On the one hand, there are very few places in Melbourne that so deeply revere Japanese dining culture. And yet you would not, could not, will never find a restaurant quite like this in Japan – it's actually as Melbourne as avoiding PSOs on the 96 tram.
Let's look first at what is Japanese, your $195 ticket to Tokyo, if you will. There is just one offering, a 19-course omakase (chef's selection) that is a progression of (mostly) sushi dishes. They're conceived by Shinya Nakano, a Kyoto-trained sushi chef who spent eight years at Melbourne's Nobu before joining Kisume 18 months ago.
Nakano's awe-inspiring knifework, his reverent attitude to rice, seafood and wagyu beef, his deft application of heat, whether by blowtorch or hot charcoal, the contiguity of modesty and mastery, all this is very Japanese.

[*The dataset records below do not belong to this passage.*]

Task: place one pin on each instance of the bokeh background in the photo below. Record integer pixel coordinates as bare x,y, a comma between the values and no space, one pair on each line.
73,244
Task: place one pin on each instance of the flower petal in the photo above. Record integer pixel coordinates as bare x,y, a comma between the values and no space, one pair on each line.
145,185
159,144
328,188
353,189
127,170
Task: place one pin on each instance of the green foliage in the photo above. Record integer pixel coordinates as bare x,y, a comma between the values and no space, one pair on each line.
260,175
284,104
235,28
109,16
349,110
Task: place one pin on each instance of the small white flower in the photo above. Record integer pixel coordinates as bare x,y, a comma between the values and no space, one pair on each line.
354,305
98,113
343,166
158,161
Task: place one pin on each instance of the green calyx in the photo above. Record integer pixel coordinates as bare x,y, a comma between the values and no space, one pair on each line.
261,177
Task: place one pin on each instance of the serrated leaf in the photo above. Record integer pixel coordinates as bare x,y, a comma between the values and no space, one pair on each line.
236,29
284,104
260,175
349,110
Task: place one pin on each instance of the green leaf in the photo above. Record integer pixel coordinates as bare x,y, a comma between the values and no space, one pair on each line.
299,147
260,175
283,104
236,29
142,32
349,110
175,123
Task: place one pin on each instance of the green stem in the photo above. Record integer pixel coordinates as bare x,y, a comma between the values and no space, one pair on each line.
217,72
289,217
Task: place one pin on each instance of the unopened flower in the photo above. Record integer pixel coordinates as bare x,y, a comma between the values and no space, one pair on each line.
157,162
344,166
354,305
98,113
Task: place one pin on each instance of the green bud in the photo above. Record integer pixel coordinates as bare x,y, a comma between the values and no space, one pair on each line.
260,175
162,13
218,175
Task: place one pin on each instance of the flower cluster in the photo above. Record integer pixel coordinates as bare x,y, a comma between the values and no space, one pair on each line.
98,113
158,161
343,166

But you're long-hauled back to marvellous Melbourne by other aspects of the experience. The sushi dishes showcase sublime seafood and rice but from Australian and New Zealand waters and most morsels are far from traditional.
Oysters bathed in champagne sabayon (a foamed sauce of egg yolk and wine) are a French classic. Here the champagne is subbed for premium sake while yuzu, a Japanese citrus, brings spark. A good oyster is already transporting; this is warp speed.
Calamari – scored so finely it looks pleated – is seared and served over rice with a dab of housemade XO sauce, a Hong-Kong-style dried seafood condiment.
Tasmanian bluefin tuna is in season now and toro – the fatty belly – is aged five days to intensify the flavour. Radically, Nakano serves a 'double toro' nigiri, with a raw slice of tuna belly laid over rice, and another torched slice laid crosswise over that. On top is a tiny mound of shibazuke, a famous eggplant and shiso pickle from Ohara, outside Kyoto, crowned with a teeny pile of caviar. The flavour balance is exceptional: the salty funk of the pickle, clean pop of the caviar, the light char and raw smoothness of the fish.
There's harmony and skill but also a wildness. If we see sushi chefs as an intense, formal symphony orchestra, this dish is as though a first violinist suddenly ripped free of his tux, picked up an electric guitar and strutted shirtless through a thrilling solo. All the technique is there, all the classical underpinnings, but the expression is untrammelled and free.
Creativity also shines through in the astonishing vessels: asymmetrical, architectural, almost as exciting as the food. Even the structure of the meal is unusual, with diners eating in sessions, as though they had tickets to a performance – and they do.
The drinks matches pluck from Kisume's adjacent Chablis bar, as well as a lovably rogue sake list.
Desserts are brilliant; rice ice-cream is cloaked in green apple 'snow' and sits on a sweet, crunchy porridge of fried buckwheat sluiced with miso caramel.
Authenticity is a furphy. Kisume instead poses this question: what, actually, is the point of recreating one place in another? Surely Australia's culinary energy comes in large part from contextual rethinks. This culinary highwire act uses a deep respect for tradition to broaden what's possible with Australian produce in a Melbourne setting. The results are exhilarating.